Brands Hatch GP circuit map
Below is a Brands Hatch GP circuit map. The map shows the outline of the circuit and how almost all of the track at Brands Hatch is used for the GP circuit. The only exception to this is the short part between where the GP circuit leaves and re-joins the Indy circuit.
The map shows there are a total of 9 corners on the GP track. Read our full post on Brands Hatch corner names for a breakdown of each corner.
how long is Brands Hatch GP circuit?
Brands Hatch GP circuit is 2.4 miles long. This is the current iteration of the circuit that has been in place since 2003, when significant changes were last made by removing Dingle Dell corner and replacing it with Sheene Curve.
The previous version of the track when Dingle Dell corner existed was ever so slightly longer, at about 2.6 miles in length.
what is a good lap time at Brands GP?
A good lap time here depends on what car you are driving. As a reference point the quickest the BTCC guys manage to lap the circuit is just under 1 minute 30 seconds. This was set in 2022 at the start of the Hybrid-era cars which are proving to be quicker than previous full petrol cars.
See our post on Brands Hatch lap records and fastest lap times for a full run-down of some of the quickest times at this circuit.
what races on the GP circuit?
Unfortunately due to whining neighbours and local residents complaining about noise from the race track they moved next to, Brands Hatch GP circuit isn’t used very much throughout the year.
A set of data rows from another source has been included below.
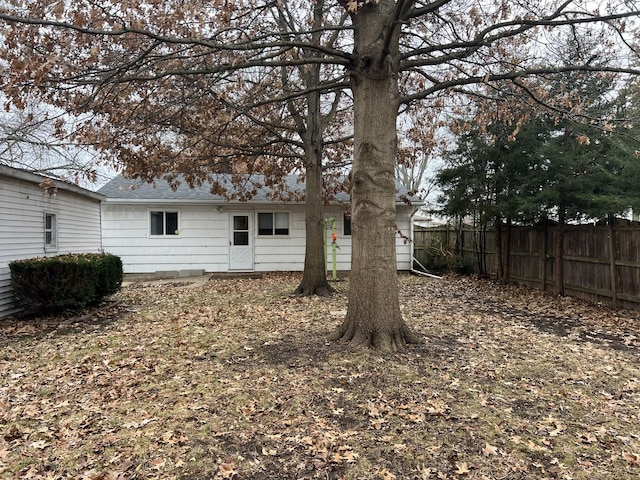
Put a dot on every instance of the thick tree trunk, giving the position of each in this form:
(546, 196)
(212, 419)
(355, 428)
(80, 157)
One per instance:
(373, 315)
(314, 277)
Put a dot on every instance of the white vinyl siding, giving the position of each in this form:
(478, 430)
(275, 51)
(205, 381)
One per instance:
(205, 236)
(23, 205)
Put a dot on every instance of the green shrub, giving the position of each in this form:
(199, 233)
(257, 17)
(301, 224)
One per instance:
(64, 283)
(438, 260)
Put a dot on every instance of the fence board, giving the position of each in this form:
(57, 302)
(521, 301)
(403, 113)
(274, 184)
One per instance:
(600, 264)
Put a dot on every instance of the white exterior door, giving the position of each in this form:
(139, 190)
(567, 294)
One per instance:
(241, 241)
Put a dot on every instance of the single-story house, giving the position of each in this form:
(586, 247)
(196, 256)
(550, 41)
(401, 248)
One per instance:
(40, 216)
(156, 229)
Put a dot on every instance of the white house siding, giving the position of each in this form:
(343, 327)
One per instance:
(203, 243)
(22, 207)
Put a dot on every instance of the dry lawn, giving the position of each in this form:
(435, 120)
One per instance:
(235, 379)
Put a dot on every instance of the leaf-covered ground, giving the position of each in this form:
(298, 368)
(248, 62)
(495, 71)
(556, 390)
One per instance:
(235, 379)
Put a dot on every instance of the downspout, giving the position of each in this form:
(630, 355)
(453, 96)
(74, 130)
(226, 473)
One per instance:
(413, 258)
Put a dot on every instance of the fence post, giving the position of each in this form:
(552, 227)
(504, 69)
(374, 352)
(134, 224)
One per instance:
(544, 254)
(612, 261)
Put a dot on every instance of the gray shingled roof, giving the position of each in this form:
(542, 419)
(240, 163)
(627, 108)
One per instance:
(121, 188)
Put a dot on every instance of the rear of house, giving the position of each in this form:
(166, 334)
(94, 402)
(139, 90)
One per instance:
(157, 229)
(42, 217)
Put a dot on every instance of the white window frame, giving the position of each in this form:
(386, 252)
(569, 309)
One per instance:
(52, 245)
(274, 215)
(164, 212)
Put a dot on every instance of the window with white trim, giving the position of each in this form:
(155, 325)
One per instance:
(50, 232)
(273, 223)
(163, 223)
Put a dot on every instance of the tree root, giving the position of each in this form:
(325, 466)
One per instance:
(393, 340)
(321, 290)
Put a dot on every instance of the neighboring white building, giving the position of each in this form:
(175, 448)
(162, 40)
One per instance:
(156, 229)
(42, 217)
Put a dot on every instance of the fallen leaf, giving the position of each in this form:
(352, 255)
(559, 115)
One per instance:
(462, 468)
(489, 450)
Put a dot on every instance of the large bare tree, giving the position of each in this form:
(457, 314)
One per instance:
(110, 58)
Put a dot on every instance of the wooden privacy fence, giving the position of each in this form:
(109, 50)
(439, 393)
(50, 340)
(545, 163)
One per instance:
(600, 263)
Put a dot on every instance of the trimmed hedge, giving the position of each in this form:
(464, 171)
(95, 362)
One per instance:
(64, 283)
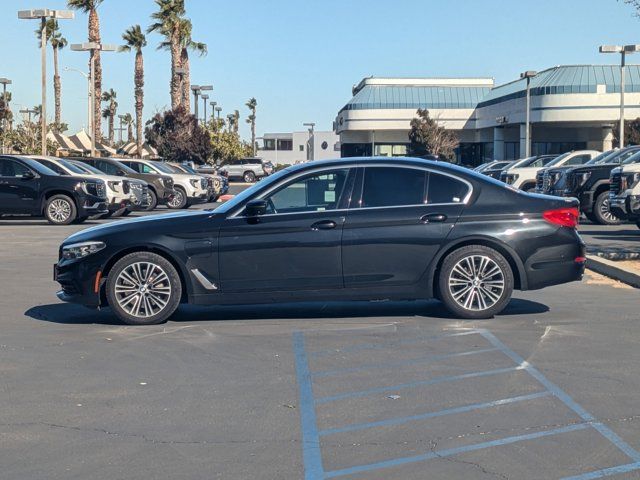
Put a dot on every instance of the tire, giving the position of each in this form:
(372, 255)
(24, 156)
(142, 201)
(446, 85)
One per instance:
(136, 302)
(60, 210)
(179, 200)
(462, 270)
(153, 201)
(601, 212)
(249, 177)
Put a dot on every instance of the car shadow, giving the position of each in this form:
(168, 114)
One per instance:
(65, 313)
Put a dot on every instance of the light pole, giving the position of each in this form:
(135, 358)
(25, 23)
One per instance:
(88, 77)
(528, 75)
(92, 47)
(311, 153)
(43, 14)
(205, 97)
(622, 50)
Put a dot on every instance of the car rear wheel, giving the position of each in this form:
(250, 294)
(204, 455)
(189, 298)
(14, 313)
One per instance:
(601, 212)
(143, 288)
(60, 210)
(475, 282)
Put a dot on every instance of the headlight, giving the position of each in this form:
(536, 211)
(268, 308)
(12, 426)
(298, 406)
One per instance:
(81, 250)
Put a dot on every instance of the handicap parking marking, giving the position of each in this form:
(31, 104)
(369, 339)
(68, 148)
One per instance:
(311, 433)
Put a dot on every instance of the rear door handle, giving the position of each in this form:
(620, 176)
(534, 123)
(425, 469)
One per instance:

There are still a select few headline events which run on the GP circuit. These include the GT World Challenge Europe, British GT, Masters Historic Festival, British Superbike Championship and the BTCC finale at the end of the year.
See our list of Brands Hatch events for a full rundown of the races that will be held on both the GP and Indy circuits.
noise issues and complaints
Brands Hatch GP has been plagued with noise issues from local residents for decades. In 2008 circuit management signed a deal with the local council to commit to reducing ‘noise and disturbances’ from its events moving forwards.
Even now this is still an ongoing issue for the circuit. Their 2022 / 2023 noise management plan makes for some disappointing reading. It says that running on the GP circuit has to be limited to a very strict number of events each year. Track days on the GP circuit have to be restricted to just 20 days for cars which do not breach the noise limits stated below.
There are an additional 20 days allowed for quiet activity for vehicles that do not exceed 98dB(A) static.
Vehicles which fall above the 102db(A) noise limit are categorised as Class 2 or Class 3. Class 2 is up to 118dB(A) and Class 3 is unsilenced. Only 6 events per year are allowed for vehicles which fall in to either of these categories for the whole of Brands Hatch, not just the GP circuit.
If we look at the GP circuit from a satellite view we can see why it is so susceptible to noise complaints. The village of West Kingsdown is nestled right in amongst the southern part of the GP circuit. Some of the houses are literally a stone’s throw away from the edge of the circuit and back right on to it.
On loud race days I can understand they must get an earful. But those days are not very common any more, and when they are they’re always planned months in advance.
A select few of these can be seen from the GP circuit itself. There are a couple of roofs visible from the final straight before the circuit reaches Clearways.
A couple of other houses actually have a direct view of Sheene Curve from their back windows. If you were a motorsport fan then this would be one of the most incredible places to live. Imagine being able to look directly on to the circuit from your bedroom window!
Unfortunately a few of these houses are occupied by non-race fans. Despite Brands Hatch offering free season passes to all local residents, that doesn’t stop them from complaining. The most upsetting thing of all is knowing that it just takes a couple of complaints from jobsworth residents – who would have undoubtedly moved near to the track whilst it was already in use as a motorsport venue – to seriously affect the operations of a track like Brands.
The UK leads the way when it comes to motorsport. The majority of F1 teams are based in the UK. Its technical and engineering capabilities are the best anywhere in the world. The motorsport industry contributes around £10bn to the economy. Venues like Brands Hatch should be celebrated for their history and ongoing contribution to local and national economies.
But if we continue to let the self-righteous voice of just a couple of NIMBYs (Not In My Back Yards) affect the running of circuits like this then the UK’s motorsport and engineering expertise will diminish as companies begin to look elsewhere to develop, test and race their motorsport products, cars and components.